Posted on January 23, 2015

Troy-based Energy Power Systems, an advanced battery technology company, will launch a “high-volume” manufacturing plant in Pontiac, expected to create 300 new and high-tech jobs, a trust established to handle former General Motors properties said Thursday.

The company will lease 150,000 square feet in a former General Motors Pontiac Centerpoint Central building from Industrial Realty Group. The real estate firm bought the property last month for an undisclosed price from RACER (Revitalizing Auto Communities Environmental Response) trust. The trust was created in March 2011 by the U.S. Bankruptcy Court to sell and clean up former GM properties that are not part of the “new” GM.

Energy Power Systems was founded in 2011. It is expected to begin commercial production in the space early next year and will make “high-performance, low-cost and long-life batteries” that will be used in start-stop and certain hybrid vehicles, energy storage, renewable energy integration and fast-charging infrastructure for electric vehicles.
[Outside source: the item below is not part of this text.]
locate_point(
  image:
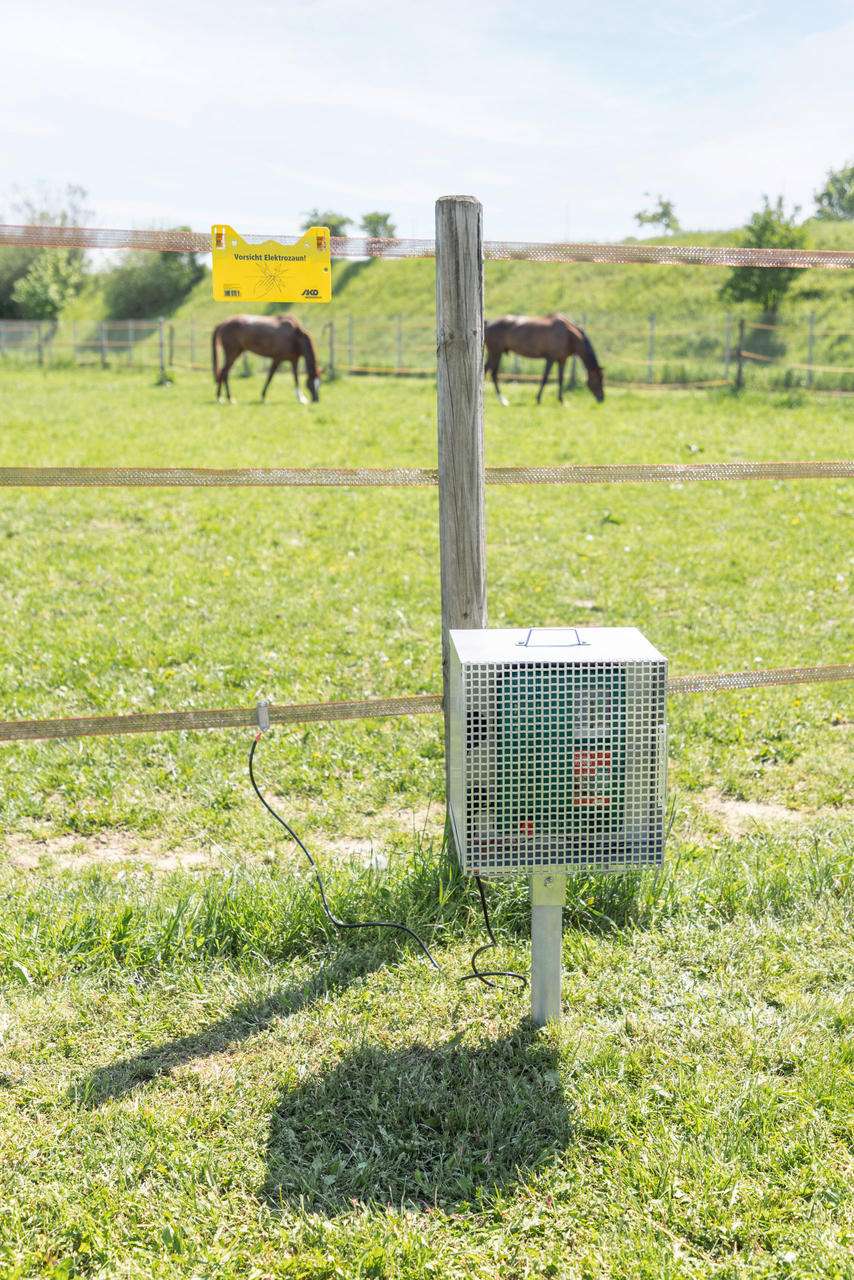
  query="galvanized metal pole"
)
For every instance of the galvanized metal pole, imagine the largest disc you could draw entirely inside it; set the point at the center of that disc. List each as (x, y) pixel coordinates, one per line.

The company expects its annual production capacity to start off being the equivalent of 500,000 stop-start vehicle batteries.

The Pontiac Centerpoint Central campus has been vacant since 2008. It includes a 1.2-million-square-foot office building that is slated to be converted into an industrial, multi-tenant space.

“We are proud to welcome EPS as our first tenant to the facility and support the job creation it will bring to Pontiac,” Stuart Lichter, president and CEO Industrial Realty Group, said in a statement. “IRG’s specialty is acquiring buildings in need of adaptive reuse, repositioning them and locating quality tenants. I anticipate the momentum at the property to continue and further announcements to come in the near future.”

Oakland County and Pontiac executives are hailing the announcement. Pontiac City Administrator Joseph M. Sobota in a statement called Energy Power Systems’ use of the property a “perfect fit for the area.”